Emission transitions in the Paschen series end at orbit $n=3$ and start from orbit $n$ and can be represented as $\nu = 3.29 \times 10^{15} \, Hz \left(\frac{1}{3^2} - \frac{1}{n^2}\right)$. Calculate the value of $n$ if the transition is observed at $1285 \, nm$. Find the region of the spectrum.

(A) Given wavelength $\lambda = 1285 \, nm = 1285 \times 10^{-9} \, m$.
Frequency $\nu = \frac{c}{\lambda} = \frac{3.0 \times 10^8 \, m/s}{1285 \times 10^{-9} \, m} \approx 2.334 \times 10^{14} \, Hz$.
Using the formula $\nu = 3.29 \times 10^{15} \left(\frac{1}{9} - \frac{1}{n^2}\right)$:
$2.334 \times 10^{14} = 3.29 \times 10^{15} \left(\frac{1}{9} - \frac{1}{n^2}\right)$.
$\frac{2.334 \times 10^{14}}{3.29 \times 10^{15}} = \frac{1}{9} - \frac{1}{n^2}$.
$0.07094 = 0.1111 - \frac{1}{n^2}$.
$\frac{1}{n^2} = 0.1111 - 0.07094 = 0.04016$.

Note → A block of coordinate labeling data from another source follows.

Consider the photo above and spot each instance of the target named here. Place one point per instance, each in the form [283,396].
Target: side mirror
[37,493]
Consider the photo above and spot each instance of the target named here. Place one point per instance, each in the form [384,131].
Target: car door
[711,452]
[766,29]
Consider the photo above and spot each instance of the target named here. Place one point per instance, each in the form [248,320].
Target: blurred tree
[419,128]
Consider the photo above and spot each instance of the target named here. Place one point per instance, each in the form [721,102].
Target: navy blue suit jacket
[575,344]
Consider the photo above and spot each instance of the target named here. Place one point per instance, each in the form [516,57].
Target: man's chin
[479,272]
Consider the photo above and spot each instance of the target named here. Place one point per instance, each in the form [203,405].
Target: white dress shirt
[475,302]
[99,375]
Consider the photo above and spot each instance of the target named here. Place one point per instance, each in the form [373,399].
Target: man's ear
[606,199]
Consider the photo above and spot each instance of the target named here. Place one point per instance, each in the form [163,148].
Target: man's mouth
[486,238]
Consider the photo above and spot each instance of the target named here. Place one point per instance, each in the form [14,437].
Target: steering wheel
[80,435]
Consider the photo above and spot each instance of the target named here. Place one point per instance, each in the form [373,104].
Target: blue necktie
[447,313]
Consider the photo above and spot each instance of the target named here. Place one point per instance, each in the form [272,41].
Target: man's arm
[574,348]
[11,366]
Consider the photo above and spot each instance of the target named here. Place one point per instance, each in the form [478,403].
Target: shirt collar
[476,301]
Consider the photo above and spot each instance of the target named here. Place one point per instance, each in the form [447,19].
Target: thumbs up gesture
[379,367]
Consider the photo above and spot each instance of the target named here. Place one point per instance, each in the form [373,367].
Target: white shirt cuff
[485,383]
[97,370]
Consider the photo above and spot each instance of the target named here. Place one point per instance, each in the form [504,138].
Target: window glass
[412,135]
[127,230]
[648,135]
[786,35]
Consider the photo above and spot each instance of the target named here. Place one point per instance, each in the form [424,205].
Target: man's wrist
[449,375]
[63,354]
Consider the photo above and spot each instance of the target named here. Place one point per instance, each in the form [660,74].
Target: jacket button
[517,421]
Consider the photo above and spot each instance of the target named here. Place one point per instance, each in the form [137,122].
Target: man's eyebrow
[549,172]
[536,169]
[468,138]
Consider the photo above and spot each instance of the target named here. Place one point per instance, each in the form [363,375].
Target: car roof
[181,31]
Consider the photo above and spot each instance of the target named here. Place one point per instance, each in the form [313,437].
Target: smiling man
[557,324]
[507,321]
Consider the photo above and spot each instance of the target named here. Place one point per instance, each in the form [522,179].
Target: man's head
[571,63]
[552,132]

$n^2 = \frac{1}{0.04016} \approx 24.9$.
$n = \sqrt{24.9} \approx 5$.
Since the Paschen series corresponds to transitions ending at $n=3$,and the wavelength $1285 \, nm$ is in the infrared range,the transition is from $n=5$ to $n=3$ and lies in the infrared region.